Let the Sun Shine, but Protect Your Skin! By Kristen Upham, BS, MSN, FNP-C

One of the best parts of these summer moths is the sun!  I absolutely love the warmth and brightness of the summer sun; it seems to improve everyone’s mood and energy, not to mention, the sun makes the days feel extra long.  I love sitting outside with a cold drink and a book, or going for a long walk and truly enjoying this sunshine.  I hope you are all enjoying being outside in the sun this summer too!  One thing we all need to remember as we bask in the warm rays is to make sure we are protecting our skin!

Ultraviolet (UV) exposure, like that from the sun, is the most frequent cause of skin cancer, which happens to be the most common cancer in the United States.  Skin cancer CAN be prevented, but a recent study by the Center for Disease Control indicates that most Americans don’t use sunscreen regularly enough to protect themselves from the UV rays of the sun.

One of the most important things you can do to prevent skin cancer is wear sunscreen.  Sunscreen should be applied anytime you will be outside for more than 10 minutes, even on days that are slightly cloudy or cooler.

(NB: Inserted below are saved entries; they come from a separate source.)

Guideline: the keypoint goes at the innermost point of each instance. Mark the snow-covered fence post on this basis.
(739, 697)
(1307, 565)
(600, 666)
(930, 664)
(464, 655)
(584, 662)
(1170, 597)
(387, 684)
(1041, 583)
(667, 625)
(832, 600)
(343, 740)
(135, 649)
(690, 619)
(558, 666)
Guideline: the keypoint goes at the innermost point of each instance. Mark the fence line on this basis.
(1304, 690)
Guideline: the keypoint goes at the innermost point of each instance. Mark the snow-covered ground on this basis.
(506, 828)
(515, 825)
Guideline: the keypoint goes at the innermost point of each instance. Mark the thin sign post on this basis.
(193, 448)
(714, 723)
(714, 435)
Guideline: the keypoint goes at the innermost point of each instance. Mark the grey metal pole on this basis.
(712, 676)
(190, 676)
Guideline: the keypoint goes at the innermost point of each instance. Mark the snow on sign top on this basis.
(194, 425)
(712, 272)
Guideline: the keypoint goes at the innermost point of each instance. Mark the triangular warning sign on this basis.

Some quick tips about sunscreen:

  • Wear sunscreen with a minimum of SPF 15.
  • Apply sunscreen at least 20 minutes before sun exposure, and reapply every 2 hours and after swimming, sweating, or toweling off.
  • Many makeup products advertise sun protection, but do not use them alone unless they have at least SPF 15.
  • Check the expiration dates! Most sunscreens are not effective after 2-3 years.


In addition to sunscreen use, you can reduce your risk for skin damage by wearing long sleeve shirts and pants when possible, wearing a hat with a brim to protect your face, neck, and ears, and seeking shade during midday hours when the sun is strongest.


Even with good sun protection, sunburns can happen, and often the symptoms don’t start until about 4 hours after sun exposure.  Sunburn symptoms typically get worse in the next day or two and last 3-5 days.  If you do get sunburned, make sure to drink lots of fluids, take Tylenol or ibuprofen as needed for pain, and use aloe or hydrocortisone for additional relief.


A history of severe sunburns can increase your risk for skin cancer.  Everyone should check their skin regularly for any indicators of skin cancer.  Keep an eye out for abnormal or asymmetrical moles, moles that have changed in color or grown in size, moles that are itchy or painful, sores that bleed and do not heal, or red patches or lumps.


Please enjoy the sun this summer, but make sure you’re doing so safely and avoiding any skin damage by following these recommendations.  Let the sun shine!